Al di là di tutte le considerazioni che qui non competono, ivi compresa l’incuria del territorio e la mano colpevole dell’uomo, è l’aspetto del cielo che si è modificato nel tempo. Un solo esempio perché recente e perché visionato dal sottoscritto che, oltre ad avere 67 anni, è sempre stato sin da piccolo col naso all’insù. Mi riferisco a una gigantesca “nuvola fungo” – la cui foto fa da corollario alla rubrica – apparsa nel cielo sopra Genova il 19 settembre scorso intorno alle 17 e visibile anche nel basso Piemonte dalle 19 in poi. Una visione inconsueta, a suo modo apocalittica e inquietante: oltre le dimensioni assolutamente inusuali della nube, peraltro in contrasto con il cielo sereno che la contornava fatto salvo per una “filiazione” lunga e scura in basso sulla sinistra, colpiva il fatto che all’interno si manifestavano bagliori rossastri, frutto di lampi e fulmini ad alta quota.

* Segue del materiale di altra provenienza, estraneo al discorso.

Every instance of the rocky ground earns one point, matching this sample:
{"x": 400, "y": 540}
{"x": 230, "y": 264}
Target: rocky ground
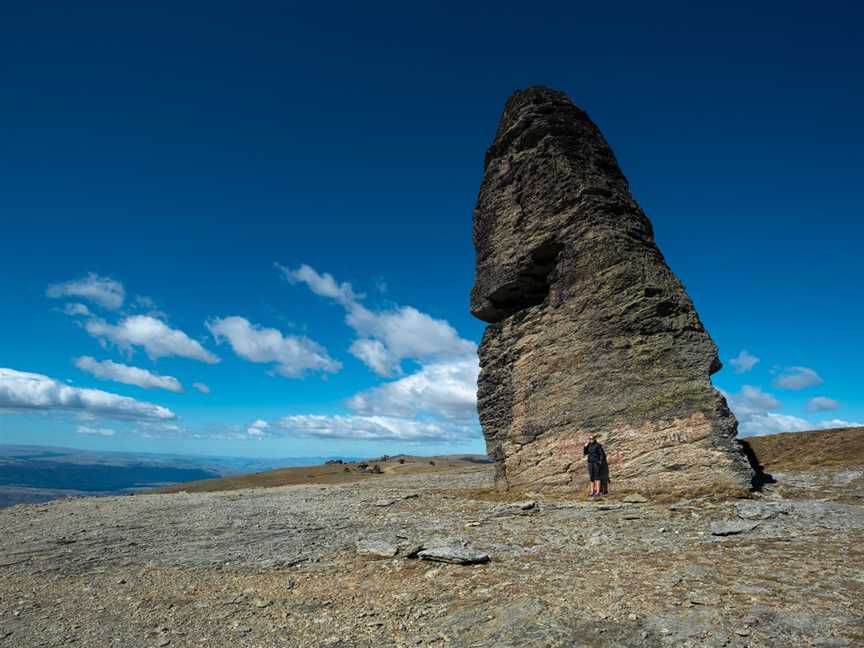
{"x": 330, "y": 566}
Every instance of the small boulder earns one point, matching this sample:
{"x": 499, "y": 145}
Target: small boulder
{"x": 454, "y": 555}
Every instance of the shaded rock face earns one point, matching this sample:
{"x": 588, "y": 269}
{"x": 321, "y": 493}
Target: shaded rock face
{"x": 590, "y": 331}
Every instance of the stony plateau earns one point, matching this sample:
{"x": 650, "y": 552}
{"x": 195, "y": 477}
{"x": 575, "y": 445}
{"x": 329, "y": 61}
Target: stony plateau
{"x": 589, "y": 330}
{"x": 326, "y": 567}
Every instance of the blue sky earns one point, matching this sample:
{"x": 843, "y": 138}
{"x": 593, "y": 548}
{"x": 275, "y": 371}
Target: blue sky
{"x": 288, "y": 190}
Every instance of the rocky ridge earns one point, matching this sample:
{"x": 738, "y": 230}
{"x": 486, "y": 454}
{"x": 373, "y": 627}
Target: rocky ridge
{"x": 342, "y": 566}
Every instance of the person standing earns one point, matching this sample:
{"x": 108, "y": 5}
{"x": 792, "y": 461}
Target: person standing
{"x": 596, "y": 460}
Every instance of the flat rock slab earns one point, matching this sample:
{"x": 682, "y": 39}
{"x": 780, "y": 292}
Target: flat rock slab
{"x": 732, "y": 527}
{"x": 454, "y": 555}
{"x": 635, "y": 498}
{"x": 376, "y": 549}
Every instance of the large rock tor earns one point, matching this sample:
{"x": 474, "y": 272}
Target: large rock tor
{"x": 589, "y": 330}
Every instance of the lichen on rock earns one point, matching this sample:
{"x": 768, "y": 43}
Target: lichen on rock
{"x": 589, "y": 330}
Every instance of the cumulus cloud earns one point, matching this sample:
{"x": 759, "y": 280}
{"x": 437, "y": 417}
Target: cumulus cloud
{"x": 772, "y": 423}
{"x": 744, "y": 362}
{"x": 156, "y": 338}
{"x": 447, "y": 389}
{"x": 321, "y": 284}
{"x": 76, "y": 310}
{"x": 751, "y": 400}
{"x": 104, "y": 291}
{"x": 257, "y": 428}
{"x": 839, "y": 423}
{"x": 293, "y": 355}
{"x": 86, "y": 429}
{"x": 109, "y": 370}
{"x": 373, "y": 428}
{"x": 386, "y": 338}
{"x": 822, "y": 404}
{"x": 753, "y": 409}
{"x": 21, "y": 390}
{"x": 796, "y": 378}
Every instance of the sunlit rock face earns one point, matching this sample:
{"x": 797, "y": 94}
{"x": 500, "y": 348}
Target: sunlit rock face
{"x": 589, "y": 330}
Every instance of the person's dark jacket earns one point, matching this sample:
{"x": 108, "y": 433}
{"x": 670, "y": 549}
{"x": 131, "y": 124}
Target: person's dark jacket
{"x": 595, "y": 453}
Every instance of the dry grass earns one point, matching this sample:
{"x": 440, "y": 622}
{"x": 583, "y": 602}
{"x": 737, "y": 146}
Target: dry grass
{"x": 325, "y": 474}
{"x": 838, "y": 449}
{"x": 819, "y": 449}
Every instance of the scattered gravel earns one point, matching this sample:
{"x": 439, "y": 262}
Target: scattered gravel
{"x": 297, "y": 566}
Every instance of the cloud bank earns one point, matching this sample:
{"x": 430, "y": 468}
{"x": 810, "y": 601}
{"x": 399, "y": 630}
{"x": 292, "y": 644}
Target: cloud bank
{"x": 109, "y": 370}
{"x": 292, "y": 355}
{"x": 744, "y": 362}
{"x": 103, "y": 291}
{"x": 150, "y": 333}
{"x": 21, "y": 390}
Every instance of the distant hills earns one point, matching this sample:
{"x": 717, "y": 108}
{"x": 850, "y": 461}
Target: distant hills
{"x": 41, "y": 473}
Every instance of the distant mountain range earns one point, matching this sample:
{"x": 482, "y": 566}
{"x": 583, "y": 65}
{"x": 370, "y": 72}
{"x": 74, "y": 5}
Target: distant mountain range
{"x": 41, "y": 473}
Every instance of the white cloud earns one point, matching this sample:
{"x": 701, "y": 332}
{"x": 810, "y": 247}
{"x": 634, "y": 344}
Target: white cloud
{"x": 772, "y": 423}
{"x": 447, "y": 389}
{"x": 797, "y": 378}
{"x": 109, "y": 370}
{"x": 156, "y": 338}
{"x": 104, "y": 291}
{"x": 751, "y": 400}
{"x": 76, "y": 310}
{"x": 822, "y": 404}
{"x": 257, "y": 428}
{"x": 389, "y": 337}
{"x": 373, "y": 428}
{"x": 386, "y": 338}
{"x": 21, "y": 390}
{"x": 744, "y": 362}
{"x": 839, "y": 423}
{"x": 322, "y": 284}
{"x": 292, "y": 354}
{"x": 86, "y": 429}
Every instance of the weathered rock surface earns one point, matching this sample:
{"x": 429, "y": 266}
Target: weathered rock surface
{"x": 590, "y": 331}
{"x": 279, "y": 567}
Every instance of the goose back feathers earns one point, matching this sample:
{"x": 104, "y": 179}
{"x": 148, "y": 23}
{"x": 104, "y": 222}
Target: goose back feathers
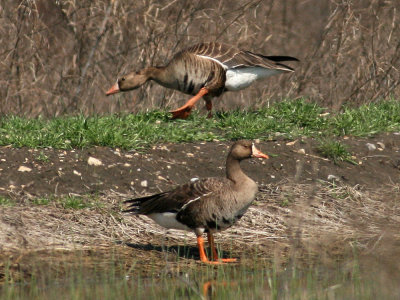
{"x": 206, "y": 70}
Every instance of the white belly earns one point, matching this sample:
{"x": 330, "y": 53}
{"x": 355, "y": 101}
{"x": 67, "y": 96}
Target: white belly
{"x": 241, "y": 78}
{"x": 168, "y": 220}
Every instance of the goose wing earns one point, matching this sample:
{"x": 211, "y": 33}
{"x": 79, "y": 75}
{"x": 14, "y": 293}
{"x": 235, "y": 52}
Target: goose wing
{"x": 178, "y": 198}
{"x": 231, "y": 57}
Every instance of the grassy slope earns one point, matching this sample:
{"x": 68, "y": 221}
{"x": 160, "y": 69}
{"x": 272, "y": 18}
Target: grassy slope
{"x": 128, "y": 131}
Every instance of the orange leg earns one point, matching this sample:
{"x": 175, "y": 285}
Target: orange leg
{"x": 203, "y": 256}
{"x": 209, "y": 108}
{"x": 184, "y": 111}
{"x": 214, "y": 251}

Come ha ben raccontato Genova Today, questa la spiegazione rilasciata da Arpal: «La forma, osservata da tutta la costa ligure, ricorda quella di una supercella, ossia la nuvola temporalesca più potente; e anche la durata del fenomeno, che si è sviluppato indicativamente dalle 17 alle 22, è compatibile con tale struttura». Ma la definizione di “supercella” non sembra però essere del tutto adeguata per il curioso e spettacolare fenomeno. Mancano, infatti, quelli che Arpal definisce «ingredienti fondamentali per classificarla al 100% come tale: la rotazione dei venti al suo interno (il cosiddetto mesociclone), la dimensione “contenuta” ad alcuni kmq (più simili a un “embrione” di supercella), l’overshooting top molto limitato (è il risultato della forte corrente ascensionale, il cuore della supercella, la cui spinta è capace di sfondare la barriera della troposfera, ieri intorno agli 8 km di altezza), il calo di pressione al suolo molto limitato (iniziato già in mattinata), l’eco a uncino del radar solo abbozzato (la forma tipica dovuta alla rotazione interna dei venti)». La definizione più calzante, per Arpal, sembra essere dunque “supercella acerba”, e cioè una agglomerato di nubi “acceso” dalle condizioni atmosferiche di contorno, che non è però riuscito a maturare a vera e propria supercella. Dimostrazione, secondo Arpal, dell’estrema difficoltà di previsione della reale portata dei temporali.
Sia come sia, l’impatto visivo di questa strana e suggestiva nube distesa sopra l’Appennino Ligure è stato notevole e, a suo modo, minaccioso. Perché “pulsava” dei colori che sono tipici del fuoco e delle manifestazioni estreme: la foto non rende che una minima giustizia al sinistro e primitivo fascino dell’evento.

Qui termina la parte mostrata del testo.